All but the biggest U.S. banks could see relief from some financial reforms after the November elections even if control of the U.S. Congress remains divided between Democrats and Republicans.
Post-election committee leadership changes and growing momentum behind bipartisan fixes may lead to tweaks to the 2010 Dodd-Frank law for the smallest community banks, larger firms such as PNC Financial Services of Pittsburgh and Regions Financial of Birmingham, Alabama, and insurers, lobbyists and congressional staffers said.
Small banks "make loans to local small businesses, support their communities, and would not threaten our financial system if they defaulted," Senator Sherrod Brown, an Ohio Democrat, said in a statement to Reuters. Brown is a contender for a committee leadership post in the 114th Congress, which begins in January.
To be sure, President Barack Obama retains his veto power, so there will be no gutting of Dodd-Frank, which aims to make banks less risky, end the problem of "too big to fail" institutions, and prevent a repeat of the 2007-2009 financial crisis.
Instead, the possible changes range from adjusting which banks count as "rural" and are exempted from certain rules, to declaring fewer banks big enough that their failure would threaten markets, a designation that brings extra regulatory oversight.
"I think that it's likely that we will see actually some significant community bank regulatory relief in the new Congress," said Camden Fine, head of the Independent Community Bankers of America, a Washington lobby group for small banks.
Community institutions have won supporters on both sides of the aisle and in both houses of Congress, in part because most lawmakers represent a small bank. The House of Representatives has approved bipartisan bills to free small banks from Federal Reserve and other rules.
Banks that describe themselves as regional banks, including PNC, the 11th biggest US holding company with $324 billion in assets, according to U.S. regulatory data, and Capital One of McLean, Virginia, the 13th biggest with about $291 billion in assets, have banded together to form a coalition that argues they are like community banks, accepting deposits and lending to consumers and local businesses, and shouldn't have to meet the same requirements as Wall Street firms.
"The Regional Bank Coalition believes that it's time to move beyond the simple asset-only model to determine systemic risk because it does not match the reality of the U.S. banking system," Deron Smithy, treasurer of Regions Bank, said in congressional testimony in May. "Rules designed for large, complex firms impose real, burdensome costs when applied to middle-market lenders." Regions has $118 billion in assets and is the 26th biggest holding company.
Under Dodd-Frank, banks with more than $50 billion in assets must test their performance in a hypothetical crisis, plan for what would happen if they should fail and meet other rules. A bill in the House to change that threshold now has more than 70 co-sponsors.
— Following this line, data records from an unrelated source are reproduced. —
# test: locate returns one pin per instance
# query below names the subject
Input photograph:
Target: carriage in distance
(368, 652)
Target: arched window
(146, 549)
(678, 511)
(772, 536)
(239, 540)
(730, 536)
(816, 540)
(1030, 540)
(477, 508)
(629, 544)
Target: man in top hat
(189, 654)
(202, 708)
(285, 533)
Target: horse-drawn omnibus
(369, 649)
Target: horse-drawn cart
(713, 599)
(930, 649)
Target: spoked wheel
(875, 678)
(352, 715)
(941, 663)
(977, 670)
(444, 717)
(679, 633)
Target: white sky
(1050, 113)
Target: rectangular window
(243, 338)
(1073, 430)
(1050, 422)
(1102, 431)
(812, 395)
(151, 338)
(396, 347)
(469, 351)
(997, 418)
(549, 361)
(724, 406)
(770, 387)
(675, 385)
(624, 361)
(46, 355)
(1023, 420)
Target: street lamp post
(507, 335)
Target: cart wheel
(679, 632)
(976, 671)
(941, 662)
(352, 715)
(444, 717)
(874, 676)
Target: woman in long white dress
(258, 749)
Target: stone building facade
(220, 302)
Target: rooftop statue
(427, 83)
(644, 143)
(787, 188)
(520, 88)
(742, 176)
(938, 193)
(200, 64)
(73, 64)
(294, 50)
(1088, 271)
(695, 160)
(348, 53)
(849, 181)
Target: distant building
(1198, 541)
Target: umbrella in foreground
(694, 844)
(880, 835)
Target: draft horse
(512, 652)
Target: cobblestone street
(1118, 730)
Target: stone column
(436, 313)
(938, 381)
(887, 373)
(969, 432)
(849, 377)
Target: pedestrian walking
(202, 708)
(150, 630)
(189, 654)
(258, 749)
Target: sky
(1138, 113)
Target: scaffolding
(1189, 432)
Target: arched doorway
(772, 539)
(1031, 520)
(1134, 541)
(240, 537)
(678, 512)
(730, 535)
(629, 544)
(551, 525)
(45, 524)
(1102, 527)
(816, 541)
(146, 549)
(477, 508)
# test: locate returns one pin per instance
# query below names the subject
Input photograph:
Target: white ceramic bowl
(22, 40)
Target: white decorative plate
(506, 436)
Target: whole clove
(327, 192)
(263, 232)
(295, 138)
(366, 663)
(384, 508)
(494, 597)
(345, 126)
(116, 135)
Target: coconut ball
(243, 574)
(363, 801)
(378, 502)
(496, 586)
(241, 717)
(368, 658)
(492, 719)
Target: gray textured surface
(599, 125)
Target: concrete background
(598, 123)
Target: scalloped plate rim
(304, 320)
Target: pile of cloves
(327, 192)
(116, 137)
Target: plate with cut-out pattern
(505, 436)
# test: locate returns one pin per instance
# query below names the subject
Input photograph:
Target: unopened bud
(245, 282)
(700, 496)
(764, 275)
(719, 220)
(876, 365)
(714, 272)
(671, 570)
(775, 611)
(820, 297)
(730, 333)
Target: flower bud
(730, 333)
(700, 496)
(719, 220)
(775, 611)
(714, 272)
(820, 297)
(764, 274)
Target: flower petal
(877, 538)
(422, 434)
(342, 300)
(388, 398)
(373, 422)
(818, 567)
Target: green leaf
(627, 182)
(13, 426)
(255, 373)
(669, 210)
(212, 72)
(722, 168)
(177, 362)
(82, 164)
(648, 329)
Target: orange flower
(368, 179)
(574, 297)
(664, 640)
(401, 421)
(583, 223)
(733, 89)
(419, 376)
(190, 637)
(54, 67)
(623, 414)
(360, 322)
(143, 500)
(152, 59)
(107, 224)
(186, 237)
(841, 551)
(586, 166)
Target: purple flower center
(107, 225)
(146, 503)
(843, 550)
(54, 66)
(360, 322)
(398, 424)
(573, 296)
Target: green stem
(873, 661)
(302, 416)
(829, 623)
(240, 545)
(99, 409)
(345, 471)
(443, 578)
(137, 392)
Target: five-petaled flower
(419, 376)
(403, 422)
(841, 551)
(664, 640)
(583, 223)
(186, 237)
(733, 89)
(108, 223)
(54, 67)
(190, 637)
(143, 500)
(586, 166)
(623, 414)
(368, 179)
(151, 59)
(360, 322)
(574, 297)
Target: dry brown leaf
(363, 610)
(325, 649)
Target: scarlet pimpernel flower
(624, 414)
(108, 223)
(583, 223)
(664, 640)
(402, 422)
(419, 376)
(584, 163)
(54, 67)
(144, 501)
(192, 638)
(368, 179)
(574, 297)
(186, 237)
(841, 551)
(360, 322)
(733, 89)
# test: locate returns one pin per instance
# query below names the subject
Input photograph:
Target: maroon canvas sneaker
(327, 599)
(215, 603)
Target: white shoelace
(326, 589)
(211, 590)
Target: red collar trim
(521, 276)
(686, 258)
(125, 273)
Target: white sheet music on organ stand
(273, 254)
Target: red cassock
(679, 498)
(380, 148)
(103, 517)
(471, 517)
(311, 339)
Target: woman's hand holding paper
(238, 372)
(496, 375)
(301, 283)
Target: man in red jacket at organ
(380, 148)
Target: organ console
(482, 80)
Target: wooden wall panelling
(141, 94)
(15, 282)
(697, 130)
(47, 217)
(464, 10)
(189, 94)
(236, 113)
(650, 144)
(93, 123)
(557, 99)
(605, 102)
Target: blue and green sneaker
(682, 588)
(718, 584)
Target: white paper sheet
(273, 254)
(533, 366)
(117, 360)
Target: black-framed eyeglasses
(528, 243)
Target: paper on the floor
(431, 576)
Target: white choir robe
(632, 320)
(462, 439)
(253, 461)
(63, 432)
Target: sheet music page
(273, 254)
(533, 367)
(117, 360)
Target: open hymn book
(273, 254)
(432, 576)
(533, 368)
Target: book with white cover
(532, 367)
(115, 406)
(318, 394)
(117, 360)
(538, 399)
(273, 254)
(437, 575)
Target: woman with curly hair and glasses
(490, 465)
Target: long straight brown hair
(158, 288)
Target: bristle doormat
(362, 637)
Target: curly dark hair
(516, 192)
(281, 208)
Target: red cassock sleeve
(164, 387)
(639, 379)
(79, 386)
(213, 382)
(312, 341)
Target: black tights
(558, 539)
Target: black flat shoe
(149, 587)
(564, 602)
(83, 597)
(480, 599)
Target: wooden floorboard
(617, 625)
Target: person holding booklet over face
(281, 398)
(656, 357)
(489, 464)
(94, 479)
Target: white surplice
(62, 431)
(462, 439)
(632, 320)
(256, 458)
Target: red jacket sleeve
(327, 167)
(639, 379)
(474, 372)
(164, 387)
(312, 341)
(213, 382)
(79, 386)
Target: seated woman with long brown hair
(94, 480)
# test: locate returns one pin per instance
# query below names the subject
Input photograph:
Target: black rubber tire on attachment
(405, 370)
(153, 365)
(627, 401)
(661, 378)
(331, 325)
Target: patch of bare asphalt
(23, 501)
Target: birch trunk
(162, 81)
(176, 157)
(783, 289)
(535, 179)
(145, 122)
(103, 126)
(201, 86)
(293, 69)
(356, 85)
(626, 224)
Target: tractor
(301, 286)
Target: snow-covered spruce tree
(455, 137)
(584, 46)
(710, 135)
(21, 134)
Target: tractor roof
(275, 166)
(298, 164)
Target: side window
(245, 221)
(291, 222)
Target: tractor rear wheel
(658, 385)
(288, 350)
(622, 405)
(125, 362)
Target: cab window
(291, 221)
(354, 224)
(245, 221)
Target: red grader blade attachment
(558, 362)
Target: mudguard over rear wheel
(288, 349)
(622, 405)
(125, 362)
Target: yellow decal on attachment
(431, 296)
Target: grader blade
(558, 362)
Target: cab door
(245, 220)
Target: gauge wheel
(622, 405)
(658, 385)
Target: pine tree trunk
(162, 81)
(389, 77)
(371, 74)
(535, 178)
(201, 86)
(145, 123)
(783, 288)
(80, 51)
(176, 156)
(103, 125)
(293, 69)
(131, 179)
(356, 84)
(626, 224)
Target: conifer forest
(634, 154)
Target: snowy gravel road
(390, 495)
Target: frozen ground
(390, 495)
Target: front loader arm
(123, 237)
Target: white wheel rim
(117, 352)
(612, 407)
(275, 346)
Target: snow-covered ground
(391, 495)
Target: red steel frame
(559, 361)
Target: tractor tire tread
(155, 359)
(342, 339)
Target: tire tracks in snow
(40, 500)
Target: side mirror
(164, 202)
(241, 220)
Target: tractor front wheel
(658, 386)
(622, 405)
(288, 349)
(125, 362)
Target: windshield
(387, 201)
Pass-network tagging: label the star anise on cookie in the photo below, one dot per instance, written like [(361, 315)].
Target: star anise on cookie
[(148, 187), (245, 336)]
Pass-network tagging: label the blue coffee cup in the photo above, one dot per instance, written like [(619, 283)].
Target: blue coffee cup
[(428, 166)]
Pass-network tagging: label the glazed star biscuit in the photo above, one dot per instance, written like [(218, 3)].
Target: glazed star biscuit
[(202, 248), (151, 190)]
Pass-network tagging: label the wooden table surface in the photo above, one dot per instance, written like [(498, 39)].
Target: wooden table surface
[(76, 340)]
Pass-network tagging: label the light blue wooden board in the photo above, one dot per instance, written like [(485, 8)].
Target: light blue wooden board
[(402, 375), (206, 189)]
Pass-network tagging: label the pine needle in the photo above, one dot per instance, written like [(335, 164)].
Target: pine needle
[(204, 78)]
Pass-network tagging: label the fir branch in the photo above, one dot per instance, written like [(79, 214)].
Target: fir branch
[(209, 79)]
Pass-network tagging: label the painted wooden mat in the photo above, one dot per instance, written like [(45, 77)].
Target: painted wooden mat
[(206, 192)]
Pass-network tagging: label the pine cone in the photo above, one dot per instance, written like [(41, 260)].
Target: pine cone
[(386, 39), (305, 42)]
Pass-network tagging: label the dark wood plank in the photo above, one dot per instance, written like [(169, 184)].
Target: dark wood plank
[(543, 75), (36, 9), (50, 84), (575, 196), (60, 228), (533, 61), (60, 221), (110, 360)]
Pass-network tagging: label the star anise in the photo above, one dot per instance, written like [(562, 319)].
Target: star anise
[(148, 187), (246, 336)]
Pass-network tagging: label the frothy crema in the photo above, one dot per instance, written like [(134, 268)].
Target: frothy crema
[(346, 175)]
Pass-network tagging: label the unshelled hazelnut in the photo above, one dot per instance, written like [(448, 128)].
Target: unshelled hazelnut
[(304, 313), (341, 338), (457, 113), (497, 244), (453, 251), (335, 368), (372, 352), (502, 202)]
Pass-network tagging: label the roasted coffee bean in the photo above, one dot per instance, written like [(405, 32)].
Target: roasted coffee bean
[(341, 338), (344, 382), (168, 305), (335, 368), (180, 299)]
"We never thought $50 billion was a forever number, and I think it was one of those things we would have looked at again," former Representative Barney Frank, a Democrat and one of the law's co-authors, said in an interview.
Senate Democrats, led by Banking Committee Chairman Tim Johnson, shied away from changes to Dodd-Frank for fear Republicans would try to use the opportunity to weaken the law. But Johnson is retiring, and several of his possible successors support targeted relief for some institutions.
Johnson's committee has already moved forward with changes for insurers. The Senate in June voted to change the so-called "Collins amendment," which governs capital rules for big insurers.
The adjustment, which would no longer make insurers follow banks' relatively more strict capital rules, was sought by Prudential Financial and MetLife.
"The minute that we saw the Collins amendment pass ... it became very clear that there could be legislative fixes to the Dodd-Frank Act in the 114th Congress," said Isaac Boltansky, an analyst with Compass Point Research and Trading.
Despite limited areas of bipartisan agreement, most banking issues remain politically divisive.
For instance, Brown, a possible chairman of the banking committee, has scrutinized consumer products such as payday loans. Senators Richard Shelby and Mike Crapo, potential leaders if Republicans take over, are critical of the new agency that oversees those products.
Neither side can make headway on pet issues single-handedly. "The Republicans can't get anything done in the Senate without some Democrat support," said Mark Calabria, a former Shelby staffer who is now at the libertarian Cato Institute.
There is also concern that the House and Senate have struggled to cooperate even on issues they agree on, such as the Collins bill. "That doesn't bode well for larger, more complex issues," Brown said.
House Financial Services Committee Chairman Jeb Hensarling wants to ease the Collins amendment, and could still do that before the midterm elections. But he might attach it to other Dodd-Frank legislation that Democrats would not support, congressional staffers said.
"When we have tried to forge compromises with the chairman, he has insisted on undermining financial stability and consumer protection by providing carve-outs for large banks," Maxine Waters, the top Democrat on the committee, said in a statement to Reuters.
Hensarling has blamed the Senate, where he has said "good ideas go to languish and fail," for not taking up other relief bills. A committee staffer said the House had passed numerous bipartisan financial bills that the Senate has not taken up, including to exempt small banks from some Fed and consumer bureau rules.